Langsam gegen schnell

Langsame Seite

  • Großer Auto-Slider und Hintergrundvideo
  • Riesige Handy-Fotos
  • Viele Widgets im Hintergrund
  • Nur im WLAN getestet

Schnelle Seite

  • Schlanke WebP-Bilder
  • Lazy Loading aktiv
  • Nur die nötigen Skripte
  • Mobil im Mobilfunknetz getestet

So testen Sie Ihre eigene Seite ehrlich

Den wichtigsten Test können Sie sofort selbst machen, ganz ohne Werkzeug. Nehmen Sie Ihr Handy, schalten Sie das WLAN aus und öffnen Sie Ihre Seite über das Mobilfunknetz. Am besten unterwegs, nicht direkt neben dem Router. Zählen Sie mit. Steht innerhalb von zwei, drei Sekunden das Wesentliche da, Ihr Name, Ihr Angebot, Ihre Nummer? Oder warten Sie und warten und warten?

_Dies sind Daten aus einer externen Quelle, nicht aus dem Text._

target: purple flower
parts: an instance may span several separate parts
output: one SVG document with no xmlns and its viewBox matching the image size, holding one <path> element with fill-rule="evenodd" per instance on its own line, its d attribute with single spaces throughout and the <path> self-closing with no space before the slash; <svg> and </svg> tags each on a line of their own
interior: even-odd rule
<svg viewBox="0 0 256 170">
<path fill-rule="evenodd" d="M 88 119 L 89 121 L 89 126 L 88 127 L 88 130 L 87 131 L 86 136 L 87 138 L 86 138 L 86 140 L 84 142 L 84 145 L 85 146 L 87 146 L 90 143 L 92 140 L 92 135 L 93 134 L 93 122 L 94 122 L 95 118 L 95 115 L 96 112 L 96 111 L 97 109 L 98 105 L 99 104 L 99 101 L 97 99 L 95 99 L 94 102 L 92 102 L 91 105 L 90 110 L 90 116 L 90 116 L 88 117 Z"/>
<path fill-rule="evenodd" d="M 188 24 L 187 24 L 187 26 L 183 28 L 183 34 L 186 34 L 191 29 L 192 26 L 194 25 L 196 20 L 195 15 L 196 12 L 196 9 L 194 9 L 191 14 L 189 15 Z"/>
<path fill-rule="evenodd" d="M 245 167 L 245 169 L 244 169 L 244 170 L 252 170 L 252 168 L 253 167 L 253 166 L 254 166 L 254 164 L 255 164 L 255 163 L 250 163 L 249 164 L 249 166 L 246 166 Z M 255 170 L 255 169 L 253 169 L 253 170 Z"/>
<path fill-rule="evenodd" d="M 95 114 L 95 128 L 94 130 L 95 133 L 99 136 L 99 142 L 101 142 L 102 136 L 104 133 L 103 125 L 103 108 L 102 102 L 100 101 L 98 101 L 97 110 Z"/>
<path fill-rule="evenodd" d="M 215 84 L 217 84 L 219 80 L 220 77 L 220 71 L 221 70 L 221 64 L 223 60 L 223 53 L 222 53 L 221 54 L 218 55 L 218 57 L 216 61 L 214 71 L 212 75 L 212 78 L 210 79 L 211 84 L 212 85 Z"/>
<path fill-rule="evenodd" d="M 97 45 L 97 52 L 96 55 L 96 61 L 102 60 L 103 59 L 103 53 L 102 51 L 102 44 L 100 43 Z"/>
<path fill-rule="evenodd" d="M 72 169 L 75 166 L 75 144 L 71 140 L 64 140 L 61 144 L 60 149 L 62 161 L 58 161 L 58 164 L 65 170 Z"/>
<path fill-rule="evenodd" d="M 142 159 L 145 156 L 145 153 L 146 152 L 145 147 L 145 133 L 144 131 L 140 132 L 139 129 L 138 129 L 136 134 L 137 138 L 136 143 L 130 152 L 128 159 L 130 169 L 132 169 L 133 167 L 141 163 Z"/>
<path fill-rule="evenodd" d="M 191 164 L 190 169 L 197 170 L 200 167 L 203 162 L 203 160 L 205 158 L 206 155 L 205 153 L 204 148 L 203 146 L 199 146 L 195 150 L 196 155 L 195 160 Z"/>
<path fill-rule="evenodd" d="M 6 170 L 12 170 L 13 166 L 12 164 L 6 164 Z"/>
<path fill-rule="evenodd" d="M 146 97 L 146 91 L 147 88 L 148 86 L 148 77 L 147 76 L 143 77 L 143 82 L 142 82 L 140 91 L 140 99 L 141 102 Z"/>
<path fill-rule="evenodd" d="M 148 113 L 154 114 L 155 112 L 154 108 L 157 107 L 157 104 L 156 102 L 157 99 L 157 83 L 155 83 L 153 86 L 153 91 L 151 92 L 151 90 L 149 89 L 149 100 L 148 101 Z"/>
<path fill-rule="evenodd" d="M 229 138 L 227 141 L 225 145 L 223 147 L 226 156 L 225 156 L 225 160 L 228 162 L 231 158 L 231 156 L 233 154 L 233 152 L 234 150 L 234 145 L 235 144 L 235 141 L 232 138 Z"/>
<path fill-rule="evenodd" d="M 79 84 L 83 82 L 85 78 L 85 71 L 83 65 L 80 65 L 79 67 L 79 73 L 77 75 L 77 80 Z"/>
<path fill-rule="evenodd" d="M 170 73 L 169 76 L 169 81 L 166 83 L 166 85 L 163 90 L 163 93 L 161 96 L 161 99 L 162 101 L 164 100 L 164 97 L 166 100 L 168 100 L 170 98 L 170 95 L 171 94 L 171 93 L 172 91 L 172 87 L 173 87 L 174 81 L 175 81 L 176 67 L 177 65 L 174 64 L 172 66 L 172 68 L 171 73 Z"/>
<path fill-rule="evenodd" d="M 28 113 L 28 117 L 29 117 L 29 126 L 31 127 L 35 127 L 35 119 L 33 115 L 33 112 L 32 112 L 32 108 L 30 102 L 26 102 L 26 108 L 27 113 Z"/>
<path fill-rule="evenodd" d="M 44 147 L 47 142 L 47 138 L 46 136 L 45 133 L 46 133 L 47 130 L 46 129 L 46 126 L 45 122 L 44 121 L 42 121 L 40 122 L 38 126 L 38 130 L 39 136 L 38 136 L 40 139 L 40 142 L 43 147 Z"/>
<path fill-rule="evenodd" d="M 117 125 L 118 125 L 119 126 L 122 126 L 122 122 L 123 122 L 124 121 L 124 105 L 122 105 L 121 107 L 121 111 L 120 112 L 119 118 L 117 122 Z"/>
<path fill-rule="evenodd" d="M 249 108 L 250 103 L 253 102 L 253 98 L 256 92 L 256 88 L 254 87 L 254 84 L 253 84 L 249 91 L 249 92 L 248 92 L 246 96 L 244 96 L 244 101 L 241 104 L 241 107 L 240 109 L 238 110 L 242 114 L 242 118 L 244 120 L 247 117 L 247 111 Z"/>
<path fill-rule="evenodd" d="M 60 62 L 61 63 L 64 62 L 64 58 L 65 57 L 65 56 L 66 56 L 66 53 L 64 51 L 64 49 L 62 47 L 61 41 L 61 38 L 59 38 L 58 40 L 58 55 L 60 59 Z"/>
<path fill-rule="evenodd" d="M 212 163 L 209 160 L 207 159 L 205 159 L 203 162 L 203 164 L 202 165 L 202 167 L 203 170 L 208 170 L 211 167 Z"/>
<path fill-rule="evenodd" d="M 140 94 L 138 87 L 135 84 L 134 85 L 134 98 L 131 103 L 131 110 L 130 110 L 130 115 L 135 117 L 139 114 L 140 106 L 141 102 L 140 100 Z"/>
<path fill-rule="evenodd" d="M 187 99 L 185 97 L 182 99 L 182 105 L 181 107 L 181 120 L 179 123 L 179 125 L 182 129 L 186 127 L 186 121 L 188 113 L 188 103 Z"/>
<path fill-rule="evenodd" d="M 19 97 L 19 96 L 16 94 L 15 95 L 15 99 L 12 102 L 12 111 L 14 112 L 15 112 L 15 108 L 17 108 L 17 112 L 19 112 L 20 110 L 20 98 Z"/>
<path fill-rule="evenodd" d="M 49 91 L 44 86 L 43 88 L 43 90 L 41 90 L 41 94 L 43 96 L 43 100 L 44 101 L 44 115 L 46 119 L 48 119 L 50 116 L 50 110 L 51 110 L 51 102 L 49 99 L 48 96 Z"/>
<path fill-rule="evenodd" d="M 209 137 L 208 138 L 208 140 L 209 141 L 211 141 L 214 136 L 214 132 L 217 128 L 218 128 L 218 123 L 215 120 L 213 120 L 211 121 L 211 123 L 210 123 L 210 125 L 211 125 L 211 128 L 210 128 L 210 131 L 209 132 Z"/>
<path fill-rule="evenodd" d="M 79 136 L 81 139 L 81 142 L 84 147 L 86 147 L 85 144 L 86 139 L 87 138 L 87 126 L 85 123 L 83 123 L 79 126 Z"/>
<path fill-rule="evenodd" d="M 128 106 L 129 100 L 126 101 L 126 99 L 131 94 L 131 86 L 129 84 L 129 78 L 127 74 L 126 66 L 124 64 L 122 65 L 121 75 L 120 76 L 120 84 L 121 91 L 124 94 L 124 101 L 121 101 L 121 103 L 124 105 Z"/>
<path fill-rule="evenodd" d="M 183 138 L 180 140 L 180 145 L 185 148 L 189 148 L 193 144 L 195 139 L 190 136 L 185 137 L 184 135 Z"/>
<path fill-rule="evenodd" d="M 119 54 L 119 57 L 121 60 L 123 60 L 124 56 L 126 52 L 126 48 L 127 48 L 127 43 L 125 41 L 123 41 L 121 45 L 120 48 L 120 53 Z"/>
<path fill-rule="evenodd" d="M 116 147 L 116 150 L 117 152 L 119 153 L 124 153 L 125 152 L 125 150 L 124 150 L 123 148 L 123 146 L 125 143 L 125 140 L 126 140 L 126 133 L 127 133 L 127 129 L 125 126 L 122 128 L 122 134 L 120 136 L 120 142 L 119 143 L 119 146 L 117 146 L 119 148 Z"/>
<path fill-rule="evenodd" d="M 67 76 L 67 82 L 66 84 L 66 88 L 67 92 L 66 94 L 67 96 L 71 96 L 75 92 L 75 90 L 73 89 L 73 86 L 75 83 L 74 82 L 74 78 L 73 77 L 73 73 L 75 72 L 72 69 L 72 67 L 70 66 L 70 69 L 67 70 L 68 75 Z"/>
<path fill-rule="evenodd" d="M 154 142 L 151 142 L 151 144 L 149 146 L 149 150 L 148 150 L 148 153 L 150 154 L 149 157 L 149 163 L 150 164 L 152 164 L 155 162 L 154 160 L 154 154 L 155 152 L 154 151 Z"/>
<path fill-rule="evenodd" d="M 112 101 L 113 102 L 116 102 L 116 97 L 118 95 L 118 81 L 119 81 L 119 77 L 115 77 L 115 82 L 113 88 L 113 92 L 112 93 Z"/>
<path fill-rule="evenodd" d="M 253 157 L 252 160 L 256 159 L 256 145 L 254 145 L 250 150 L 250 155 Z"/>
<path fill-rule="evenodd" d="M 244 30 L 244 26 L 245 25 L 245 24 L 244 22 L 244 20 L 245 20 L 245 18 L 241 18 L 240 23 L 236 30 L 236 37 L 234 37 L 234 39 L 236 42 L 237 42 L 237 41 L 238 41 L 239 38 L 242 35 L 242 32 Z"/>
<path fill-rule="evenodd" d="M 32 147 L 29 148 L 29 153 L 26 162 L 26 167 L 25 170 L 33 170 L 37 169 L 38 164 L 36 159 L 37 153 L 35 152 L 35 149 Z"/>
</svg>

So erleben es Ihre Kunden. Und so finden Sie heraus, ob Sie Aufträge ans Warten verlieren. Wenn Sie merken, dass Ihre Seite zu lange braucht, ist das kein Grund zur Panik. Es ist ein Grund, die vier Hebel anzupacken. Meist reicht schon der erste, die Bilder, um einen spürbaren Unterschied zu machen. Und jede Sekunde, die Sie gewinnen, ist eine Sekunde mehr, in der ein Kunde bei Ihnen bleibt statt beim nächsten Treffer zu landen.

Schnelligkeit ist kein Luxus, sondern Ihr erster Eindruck

Ihre Ladezeit ist das Erste, was ein Kunde von Ihnen erlebt, noch vor dem ersten Bild und dem ersten Wort. Wenn die Seite hängt, hängt für den Kunden auch der Eindruck von Ihrem Betrieb. Die gute Nachricht: Die wirksamsten Hebel sind keine Hexerei. Bilder verkleinern, Lazy Loading einschalten, unnötige Skripte rauswerfen und ein ordentliches Hosting wählen bringt Sie schon sehr weit.

Wichtig ist nur, dass Sie dranbleiben. Eine Seite ist nicht einmal schnell und dann für immer. Jedes neue Plugin und jedes frisch hochgeladene Foto kann die Sekunden wieder kosten. Wer das im Blick behält, sorgt dafür, dass aus dem Suchenden am Handy auch wirklich ein Anruf wird.